This was one time that Toronto’s Jewish community would not stand for the abuse, the Jew-baiting, which was quite prevalent in the city in those years just before World War II, when Adolf Hitler had just taken power in an economically flattened Germany and Nazism was ascendant.
This one time, Toronto’s Jews — the teen boys, at least — fought back, with help from Italian lads (the late Johnny Lombardi among them) who’d been equally resented and unwelcome as “foreigners’’ in what was an insular, xenophobic town sometimes called the Belfast of Canada because of its militantly Protestant character and the flamboyant annual Orange Parades.
The rumble erupted when a clot of boys from the self-styled Pit Gang, who’d been sitting on the “camel’s hump’’ — a knoll just south of the baseball diamond — unfurled a large white quilt featuring a black swastika.
DiManno's column comes at a particularly interesting moment for me. I have been talking to someone on the subject of the Christie Pits riot and his reminiscences passed down from his grandmother differ markedly from the account on the Christie Pits historical plaque, in the wikipedia article and in DiManno's column. According to all three of these sources the riot pitted an Anglo-Canadian group known as the Pit Gang against Jewish and Italian immigrants. The spark that touched off the riot was displaying the swastika by the Pit Gang.
Not so according to my friend's grandmother. This bit of oral history has the foreigners displaying the fascist symbol and Canadians defending their country against these pernicious foreign influences. I honestly cannot fathom why someone would hold to such a view unless it is misplaced loyalty to a grandmother who could not acknowledge that Toronto's history is filled with such bigotry.
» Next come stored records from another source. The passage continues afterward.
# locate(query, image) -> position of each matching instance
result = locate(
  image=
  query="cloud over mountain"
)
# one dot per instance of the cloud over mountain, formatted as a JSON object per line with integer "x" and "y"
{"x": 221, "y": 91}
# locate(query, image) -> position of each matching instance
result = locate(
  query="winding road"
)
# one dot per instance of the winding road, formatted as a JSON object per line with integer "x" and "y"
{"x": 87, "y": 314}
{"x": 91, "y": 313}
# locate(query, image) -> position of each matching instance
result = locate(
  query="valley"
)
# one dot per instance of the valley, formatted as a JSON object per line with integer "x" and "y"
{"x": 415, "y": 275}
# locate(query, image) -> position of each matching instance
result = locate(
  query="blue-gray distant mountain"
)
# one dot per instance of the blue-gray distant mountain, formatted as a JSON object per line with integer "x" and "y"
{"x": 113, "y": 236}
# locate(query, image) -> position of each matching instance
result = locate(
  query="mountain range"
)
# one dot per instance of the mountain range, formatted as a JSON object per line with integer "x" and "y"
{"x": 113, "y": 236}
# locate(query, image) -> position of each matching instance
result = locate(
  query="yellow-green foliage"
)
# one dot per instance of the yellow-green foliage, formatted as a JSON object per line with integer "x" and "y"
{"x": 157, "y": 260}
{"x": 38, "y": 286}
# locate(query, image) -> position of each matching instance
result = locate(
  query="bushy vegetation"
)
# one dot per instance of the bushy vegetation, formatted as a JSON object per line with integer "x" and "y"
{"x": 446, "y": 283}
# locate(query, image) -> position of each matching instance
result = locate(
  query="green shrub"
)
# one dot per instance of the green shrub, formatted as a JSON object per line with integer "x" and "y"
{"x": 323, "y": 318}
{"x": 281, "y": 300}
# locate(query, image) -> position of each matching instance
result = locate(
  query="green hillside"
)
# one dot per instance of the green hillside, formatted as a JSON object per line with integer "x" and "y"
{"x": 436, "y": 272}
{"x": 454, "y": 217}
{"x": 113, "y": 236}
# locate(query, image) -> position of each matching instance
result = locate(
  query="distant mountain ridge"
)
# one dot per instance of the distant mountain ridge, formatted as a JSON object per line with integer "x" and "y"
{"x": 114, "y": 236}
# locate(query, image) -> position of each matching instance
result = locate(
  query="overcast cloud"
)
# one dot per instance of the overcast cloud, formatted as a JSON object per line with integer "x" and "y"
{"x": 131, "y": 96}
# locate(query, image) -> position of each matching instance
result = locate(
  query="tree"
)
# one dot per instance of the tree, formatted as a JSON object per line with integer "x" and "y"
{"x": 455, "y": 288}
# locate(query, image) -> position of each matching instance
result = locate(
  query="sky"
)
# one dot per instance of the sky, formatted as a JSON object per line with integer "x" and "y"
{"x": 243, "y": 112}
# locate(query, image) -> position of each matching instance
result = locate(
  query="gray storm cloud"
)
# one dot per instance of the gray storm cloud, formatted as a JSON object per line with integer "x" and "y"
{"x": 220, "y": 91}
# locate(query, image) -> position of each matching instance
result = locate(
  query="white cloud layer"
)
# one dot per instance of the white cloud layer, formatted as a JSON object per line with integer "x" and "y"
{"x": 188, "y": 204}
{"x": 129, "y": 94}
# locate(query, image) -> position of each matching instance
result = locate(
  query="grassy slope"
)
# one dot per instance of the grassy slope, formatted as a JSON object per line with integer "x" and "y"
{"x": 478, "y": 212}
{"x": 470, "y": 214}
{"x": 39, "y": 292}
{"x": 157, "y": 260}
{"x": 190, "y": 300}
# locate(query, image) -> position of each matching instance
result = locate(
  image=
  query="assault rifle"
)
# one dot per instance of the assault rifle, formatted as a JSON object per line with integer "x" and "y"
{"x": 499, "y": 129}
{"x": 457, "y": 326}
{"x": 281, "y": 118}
For myself, such blatant display of prejudice brings back memories of racist comments from members of my own family. It brings back memories of being torn away from my friends and parochial school because my parents were afraid of those people. I do not like it one little bit. I may have been powerless when I was a nine year old child but I am no longer that child and I do not have to endure such bigotry and prejudice in silence.